One of the most immersive iterations of reminiscence therapy is a place called Town Square, an adult daycare for people with dementia. I visited shortly after it opened in 2018. The nursery consisted of an artificial village designed by the San Diego Opera to resemble a 1950s city. It had a diner, a beauty salon, a pet shop, a movie theater, a gas station and a town hall. By replicating the length of time during which participants’ brightest memories burned away, Town Square hoped to improve their quality of life. The decor offered much to talk about. In the living room, for example, hung a portrait of Elvis, and upon seeing it, a woman spoke of her adolescence, teleporting into her past. “There is no time machine except the human being,” writes Georgi Gospodinov in his novel “Time Shelter,” about a psychiatrist who develops memory clinics that simulate past eras.
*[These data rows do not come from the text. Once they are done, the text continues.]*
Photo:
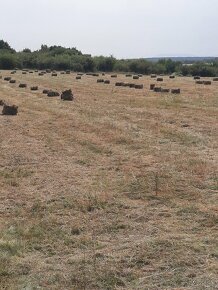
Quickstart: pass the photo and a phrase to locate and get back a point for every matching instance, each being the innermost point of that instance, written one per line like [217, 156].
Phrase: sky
[122, 28]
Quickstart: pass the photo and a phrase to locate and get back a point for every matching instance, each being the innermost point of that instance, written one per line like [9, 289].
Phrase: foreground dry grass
[116, 190]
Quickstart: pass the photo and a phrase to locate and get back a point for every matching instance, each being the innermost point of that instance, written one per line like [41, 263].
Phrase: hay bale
[9, 110]
[199, 82]
[7, 79]
[140, 87]
[35, 88]
[67, 95]
[207, 83]
[22, 85]
[175, 91]
[163, 90]
[157, 89]
[53, 94]
[119, 84]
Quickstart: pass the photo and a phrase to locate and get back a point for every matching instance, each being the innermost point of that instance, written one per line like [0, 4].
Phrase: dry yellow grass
[115, 190]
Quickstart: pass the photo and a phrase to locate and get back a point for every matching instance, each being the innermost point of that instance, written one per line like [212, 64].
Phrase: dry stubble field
[115, 190]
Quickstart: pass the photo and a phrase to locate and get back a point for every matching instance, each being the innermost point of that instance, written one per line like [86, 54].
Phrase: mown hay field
[114, 190]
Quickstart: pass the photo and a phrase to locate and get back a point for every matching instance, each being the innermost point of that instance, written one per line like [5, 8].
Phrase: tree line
[61, 58]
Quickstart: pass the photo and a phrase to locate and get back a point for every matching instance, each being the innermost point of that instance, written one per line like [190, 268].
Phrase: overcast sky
[123, 28]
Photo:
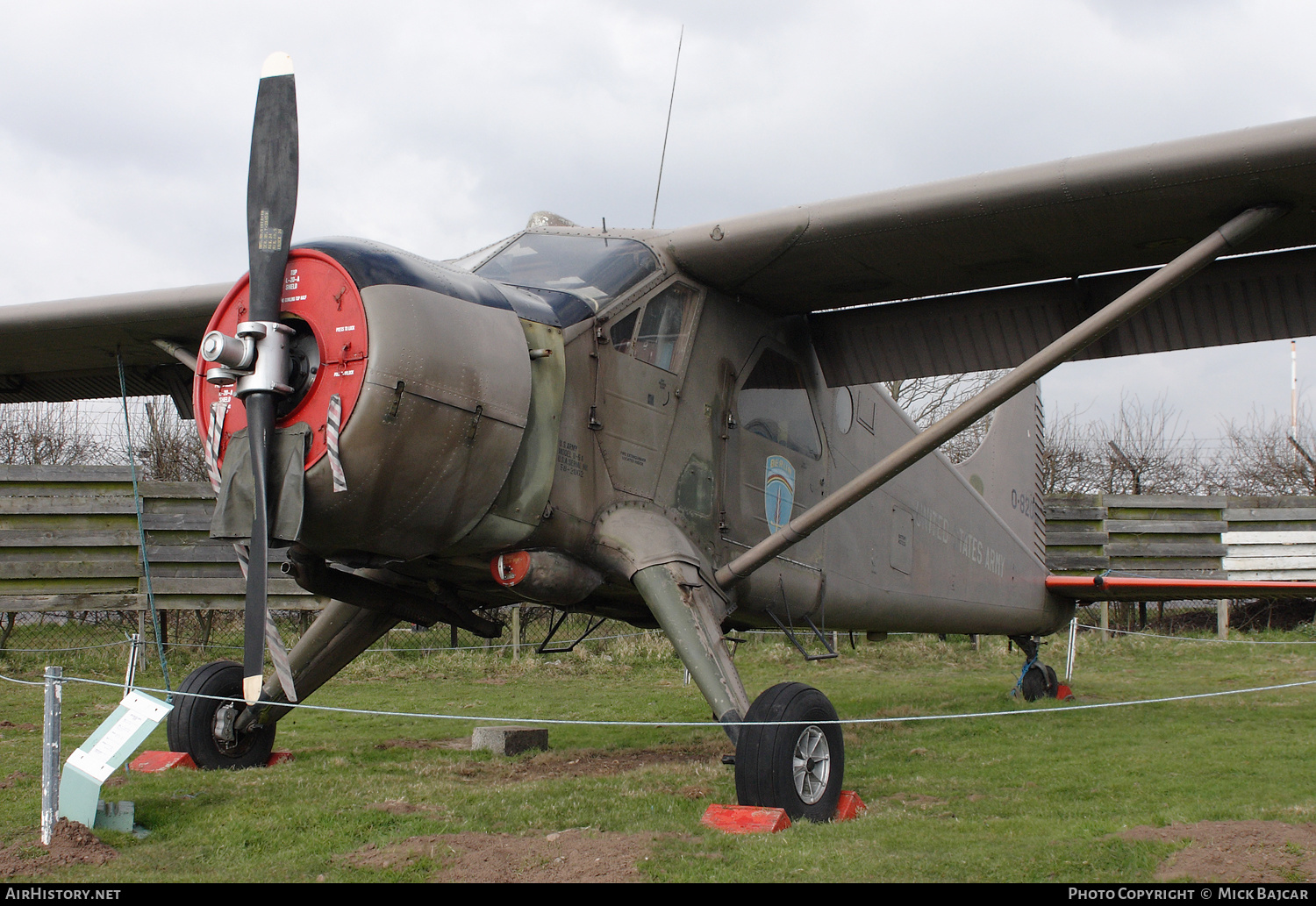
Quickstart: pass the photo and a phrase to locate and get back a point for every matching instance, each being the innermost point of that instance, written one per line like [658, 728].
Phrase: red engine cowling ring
[318, 292]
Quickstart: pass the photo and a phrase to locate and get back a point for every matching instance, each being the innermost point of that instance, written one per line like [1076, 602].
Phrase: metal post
[1069, 653]
[1070, 344]
[131, 674]
[50, 753]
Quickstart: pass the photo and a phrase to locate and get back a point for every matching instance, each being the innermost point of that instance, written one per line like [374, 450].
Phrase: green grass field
[1037, 795]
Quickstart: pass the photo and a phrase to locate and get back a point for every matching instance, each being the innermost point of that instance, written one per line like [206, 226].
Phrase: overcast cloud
[124, 128]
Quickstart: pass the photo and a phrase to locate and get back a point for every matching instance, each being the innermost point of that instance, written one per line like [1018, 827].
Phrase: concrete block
[510, 740]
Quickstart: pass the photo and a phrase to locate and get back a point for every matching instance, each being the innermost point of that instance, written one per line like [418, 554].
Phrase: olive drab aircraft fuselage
[681, 429]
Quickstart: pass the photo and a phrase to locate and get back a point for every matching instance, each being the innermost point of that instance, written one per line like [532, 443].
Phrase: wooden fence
[1182, 535]
[68, 540]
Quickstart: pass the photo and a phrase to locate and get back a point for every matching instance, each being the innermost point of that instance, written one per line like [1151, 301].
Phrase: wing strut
[1232, 234]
I was initially skeptical of the venture; warehousing people in a double-locked stage where oldies played 24 hours a day seemed grotesque. But what I witnessed there – spontaneous reminiscences in a cheerful environment – was perhaps the only positive view of Alzheimer's I saw.

I wanted this for my father, I wanted to give him a sense of joy now that he had closed the store, the place that was his world. Even if he wouldn't submit to adult day care, perhaps taking the journey back to 1966 would be like taking him back to a picture of his youth. In truth, I also wanted to replace the memories of the last terrible years with new ones, both for me and for him. I had spent the last 16 months making countless phone calls to his doctors, banks, and lawyers to negotiate insurmountable interest discounts. When he unknowingly undermined my efforts, making small, random payments or denying he had a disease, I would snap, and he would never hold it against me. No. He would vow to do better. Sometimes he would yell at me for being a nag and a “dickhead” (a demanding, controlling know-it-all, I think). But even when I pushed him to the point where he would hiss that I needed to move out of his house, I knew he loved me unconditionally and would apologize soon. He trusted me, even when I didn’t trust myself. Because of that, the ballast of my being, he asked for nothing in return, had no expectations. He never brought up a fight afterwards, and not just because of his disease. He didn’t hold a grudge like I did, vaguely, for the mistakes he had accumulated as his brain splintered, even though I knew none of it was his fault. And yet: why hadn’t he planned? Hadn’t he seen his mother suffer and fought to support her?